No, it just isn’t possible. I mean you can use ballooning memory with VFIO if you really want to but it will be unstable. I’ve done it by accident in proxmox before. Ultimately though it might just be simpler to get more memory.
1 Like
Thanks that’s fine, but (and sorry for being repetitive) I still don’t understand what happened in the history of computer design that didn’t foresee need to limit access of DMA devices to system memory? PC designers surely didn’t just look at these various third-party devices having full access to RAM and say “that’s fine”?
Surely there must have been some attempts to let kernel control this access and maybe due to performance or complexity reasons they were removed?
The VFIO device is limited to accessing the memory given to the VM, it doesn’t know anything about the host system. The problem is that when using ballooning memory the virtual memory addresses used by the VM don’t necessarily match the physical addresses because they’re mapped dynamically, so a PCI device using DMA will try to access a block of memory and end up accessing the wrong block because there’s nothing to remap the address as it’s directly accessing the memory.
Sorry, but isn’t that what IOMMU was supposed to provide? So virtual memory in VM will be coordinated with both the host and the device? Does it mean that the limitation lies in the chipset?
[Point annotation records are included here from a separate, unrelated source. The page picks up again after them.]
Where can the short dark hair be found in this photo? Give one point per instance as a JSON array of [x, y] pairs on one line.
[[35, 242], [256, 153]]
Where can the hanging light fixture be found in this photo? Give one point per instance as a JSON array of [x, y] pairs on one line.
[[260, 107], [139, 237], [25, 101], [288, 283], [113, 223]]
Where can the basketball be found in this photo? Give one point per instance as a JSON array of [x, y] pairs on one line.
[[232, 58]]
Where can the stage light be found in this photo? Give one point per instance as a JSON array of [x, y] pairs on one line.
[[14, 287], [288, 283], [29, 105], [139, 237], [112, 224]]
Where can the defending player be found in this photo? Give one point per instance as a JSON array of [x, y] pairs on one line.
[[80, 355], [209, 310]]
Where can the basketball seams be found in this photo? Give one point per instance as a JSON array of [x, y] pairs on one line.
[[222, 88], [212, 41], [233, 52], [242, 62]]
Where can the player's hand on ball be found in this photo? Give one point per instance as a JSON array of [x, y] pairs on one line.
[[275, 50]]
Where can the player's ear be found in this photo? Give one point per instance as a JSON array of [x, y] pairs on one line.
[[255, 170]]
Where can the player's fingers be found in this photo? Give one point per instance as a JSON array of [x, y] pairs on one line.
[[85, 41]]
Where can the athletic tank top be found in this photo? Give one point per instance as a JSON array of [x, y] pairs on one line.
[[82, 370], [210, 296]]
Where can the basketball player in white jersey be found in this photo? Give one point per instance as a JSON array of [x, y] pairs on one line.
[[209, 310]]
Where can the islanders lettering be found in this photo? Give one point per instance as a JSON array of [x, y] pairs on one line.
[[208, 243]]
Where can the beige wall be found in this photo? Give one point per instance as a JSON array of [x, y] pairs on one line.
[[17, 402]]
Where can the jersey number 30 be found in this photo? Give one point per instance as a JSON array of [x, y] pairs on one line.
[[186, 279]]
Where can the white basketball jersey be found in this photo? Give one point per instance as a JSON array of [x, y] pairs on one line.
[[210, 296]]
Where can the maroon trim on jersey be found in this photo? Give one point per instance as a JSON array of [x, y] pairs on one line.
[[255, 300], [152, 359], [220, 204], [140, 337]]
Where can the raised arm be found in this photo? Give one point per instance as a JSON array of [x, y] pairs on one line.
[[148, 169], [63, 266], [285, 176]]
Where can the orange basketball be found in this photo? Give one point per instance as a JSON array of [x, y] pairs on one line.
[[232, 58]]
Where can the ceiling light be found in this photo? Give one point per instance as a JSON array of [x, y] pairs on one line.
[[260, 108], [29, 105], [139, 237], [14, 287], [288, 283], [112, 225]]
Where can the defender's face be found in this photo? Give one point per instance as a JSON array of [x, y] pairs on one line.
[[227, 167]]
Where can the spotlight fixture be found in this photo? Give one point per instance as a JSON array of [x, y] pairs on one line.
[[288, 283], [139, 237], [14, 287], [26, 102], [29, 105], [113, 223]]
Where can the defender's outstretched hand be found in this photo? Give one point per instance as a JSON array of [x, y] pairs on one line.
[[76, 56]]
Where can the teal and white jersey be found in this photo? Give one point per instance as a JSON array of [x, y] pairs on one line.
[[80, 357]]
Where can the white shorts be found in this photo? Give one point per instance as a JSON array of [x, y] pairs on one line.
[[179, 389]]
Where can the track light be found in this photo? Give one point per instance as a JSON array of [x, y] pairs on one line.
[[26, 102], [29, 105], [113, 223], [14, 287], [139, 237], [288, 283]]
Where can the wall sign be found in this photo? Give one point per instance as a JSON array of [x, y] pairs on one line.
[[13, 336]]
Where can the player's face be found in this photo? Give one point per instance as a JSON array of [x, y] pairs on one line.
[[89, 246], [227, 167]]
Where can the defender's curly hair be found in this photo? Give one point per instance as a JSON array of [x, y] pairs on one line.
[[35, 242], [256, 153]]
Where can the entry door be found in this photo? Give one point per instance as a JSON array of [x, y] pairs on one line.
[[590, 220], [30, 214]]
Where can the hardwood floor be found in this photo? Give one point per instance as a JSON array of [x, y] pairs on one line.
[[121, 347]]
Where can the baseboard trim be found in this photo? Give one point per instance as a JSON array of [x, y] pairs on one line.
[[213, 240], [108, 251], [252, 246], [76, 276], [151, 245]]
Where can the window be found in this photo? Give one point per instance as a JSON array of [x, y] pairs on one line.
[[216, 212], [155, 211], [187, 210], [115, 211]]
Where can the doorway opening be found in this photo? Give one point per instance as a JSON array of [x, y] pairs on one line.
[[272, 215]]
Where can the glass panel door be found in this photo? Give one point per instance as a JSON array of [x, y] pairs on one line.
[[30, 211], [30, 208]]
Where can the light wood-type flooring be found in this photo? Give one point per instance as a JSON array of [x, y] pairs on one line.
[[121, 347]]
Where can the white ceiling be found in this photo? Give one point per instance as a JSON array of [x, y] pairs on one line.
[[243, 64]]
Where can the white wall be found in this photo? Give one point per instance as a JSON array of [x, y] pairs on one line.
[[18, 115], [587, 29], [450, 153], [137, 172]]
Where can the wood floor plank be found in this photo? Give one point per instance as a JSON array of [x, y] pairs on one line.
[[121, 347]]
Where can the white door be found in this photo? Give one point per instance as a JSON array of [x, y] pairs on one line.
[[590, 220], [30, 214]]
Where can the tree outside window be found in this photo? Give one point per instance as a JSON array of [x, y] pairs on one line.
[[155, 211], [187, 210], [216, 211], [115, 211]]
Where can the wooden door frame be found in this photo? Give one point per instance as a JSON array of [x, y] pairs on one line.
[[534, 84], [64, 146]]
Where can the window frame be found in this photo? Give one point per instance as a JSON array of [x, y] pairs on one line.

If that’s correct would it make sense to ask chipset manufacturers to add vfio support?
All I know is if you use VFIO and ballooning memory you get errors
Sorry for keep drilling this topic, but I saw a good lecture discussing vfio for both x86 and POWER7/8 architectures and at 16:25 he mentions that on POWER7/8 you CAN have dynamic DMA windows (you don’t need to pin the entire memory). He also mentions that this had some issues.
That means that this is a decision on x86 architecture level driven mostly by PCI’s DMA design. I still don’t understand though what were the considerations when making this decision - clearly it must have been possible to create IOMMU without pinning the entire memory for DMA.
Actually Alex Williamson explained this issue in his talk already (I just needed to rewatch it very carefully this time). If I understood this correctly IOMMU lacks…
page faulting
Which makes intuitive sense to me - I assume it means that there is no “page table” on the chipset and it doesn’t store information necessary for the OS to be able to tell which pages are used for DMA?
Hope that is correct? He also mentions that it may possibly be added in the future (and that it is already included in the PCI spec).